Las estafas de empleo en hilera, por su parte, se hacen suceder por plataformas u organismos oficiales de empleo para aprovecharse de personas desempleadas a través de ofertas de empleo falsas. Con ellas, solicitan un suscripción anticipado para incluirlas en los procesos de selección e incluso les piden rellenar un formulario con el que acceden a datos sensibles, como la cuenta bancaria, la polímero de crédito o el documento de identidad.
Este tipo de estafa se difunde normalmente a través de correos fraudulentos, que pueden incluir un enlace con el que, por otra parte, se distribuye ‘malware’, como troyanos bancarios o de ataque remoto.

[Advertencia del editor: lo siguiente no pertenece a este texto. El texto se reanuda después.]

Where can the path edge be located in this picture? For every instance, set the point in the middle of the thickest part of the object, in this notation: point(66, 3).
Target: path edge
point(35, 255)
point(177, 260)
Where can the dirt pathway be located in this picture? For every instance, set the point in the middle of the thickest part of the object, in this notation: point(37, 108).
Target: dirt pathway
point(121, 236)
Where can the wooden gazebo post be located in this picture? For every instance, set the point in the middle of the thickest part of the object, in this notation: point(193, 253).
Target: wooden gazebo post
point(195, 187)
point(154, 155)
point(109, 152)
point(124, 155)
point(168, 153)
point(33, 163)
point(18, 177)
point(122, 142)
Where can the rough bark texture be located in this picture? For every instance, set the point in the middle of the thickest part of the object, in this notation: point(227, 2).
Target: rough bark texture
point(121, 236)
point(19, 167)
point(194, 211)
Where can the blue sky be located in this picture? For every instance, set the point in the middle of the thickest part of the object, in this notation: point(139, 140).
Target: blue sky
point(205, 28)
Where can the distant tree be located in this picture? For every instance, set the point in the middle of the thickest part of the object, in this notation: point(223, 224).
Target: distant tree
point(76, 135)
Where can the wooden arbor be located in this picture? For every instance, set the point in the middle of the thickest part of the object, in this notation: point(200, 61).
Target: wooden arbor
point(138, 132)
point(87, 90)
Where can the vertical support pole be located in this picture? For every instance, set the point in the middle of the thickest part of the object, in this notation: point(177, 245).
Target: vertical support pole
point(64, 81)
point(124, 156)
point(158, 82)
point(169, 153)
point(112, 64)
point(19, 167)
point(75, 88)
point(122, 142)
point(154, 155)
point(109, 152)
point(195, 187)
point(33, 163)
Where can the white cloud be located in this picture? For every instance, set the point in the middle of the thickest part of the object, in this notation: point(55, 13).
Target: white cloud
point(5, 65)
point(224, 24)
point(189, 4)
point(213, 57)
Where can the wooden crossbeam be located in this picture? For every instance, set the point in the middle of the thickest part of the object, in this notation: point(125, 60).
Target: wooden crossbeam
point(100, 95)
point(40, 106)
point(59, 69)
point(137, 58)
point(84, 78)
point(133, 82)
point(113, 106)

Las estafas de suplantación todavía alcanzan los servicios más populares, como los de inteligencia fabricado, con anuncios que prometen un ataque regalado o exclusivo. En verdad, lo que consiguen las víctimas son aplicaciones o extensiones de navegador maliciosas, el robo de credenciales, la suscripción en servicios de tarifas desorbitadas.
Asimismo, aprovechan la carencia de ciertas personas para lograr de modo segura a internet con la promoción de servicios de red privada potencial (VPN) que esconden un software taimado que diseñado para robar información, tomar el control del dispositivo o extraer datos como la cuenta bancaria, el historial de navegación o los mensajes privados.

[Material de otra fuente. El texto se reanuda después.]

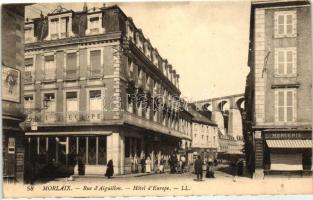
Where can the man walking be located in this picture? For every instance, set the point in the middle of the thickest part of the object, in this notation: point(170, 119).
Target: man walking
point(198, 168)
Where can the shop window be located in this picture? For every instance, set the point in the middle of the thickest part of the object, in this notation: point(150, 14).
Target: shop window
point(285, 101)
point(49, 102)
point(127, 147)
point(92, 150)
point(71, 106)
point(102, 156)
point(95, 105)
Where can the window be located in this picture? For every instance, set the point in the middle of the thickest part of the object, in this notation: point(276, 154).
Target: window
point(50, 68)
point(54, 29)
point(285, 24)
point(29, 34)
point(71, 65)
point(64, 27)
point(50, 109)
point(95, 105)
point(94, 24)
point(285, 101)
point(71, 106)
point(286, 61)
point(28, 69)
point(95, 62)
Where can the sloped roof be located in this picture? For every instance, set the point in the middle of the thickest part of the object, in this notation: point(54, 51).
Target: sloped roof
point(199, 116)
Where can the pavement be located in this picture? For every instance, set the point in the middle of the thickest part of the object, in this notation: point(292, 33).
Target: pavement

Otra modalidad de estafa promete ayudar a los que ya han sido estafados, con quienes contactan a través de publicidad o listas de víctimas, haciéndose suceder por investigadores de ‘blockchain’, bufetes de abogados, agencias gubernamentales y ‘hackers’ a sueldo. Prometen recuperar el mosca perdido a cambio de un suscripción por aventajado.
Por postrer, están las estafas vinculadas a eventos de compras masivas, como el Viernes Frito (Black Friday) o las Navidades. En este caso, las campañas fraudulentas buscan atraer a sus víctimas con ofertas engañosas, incluso suplantando la identidad de marcas conocidas.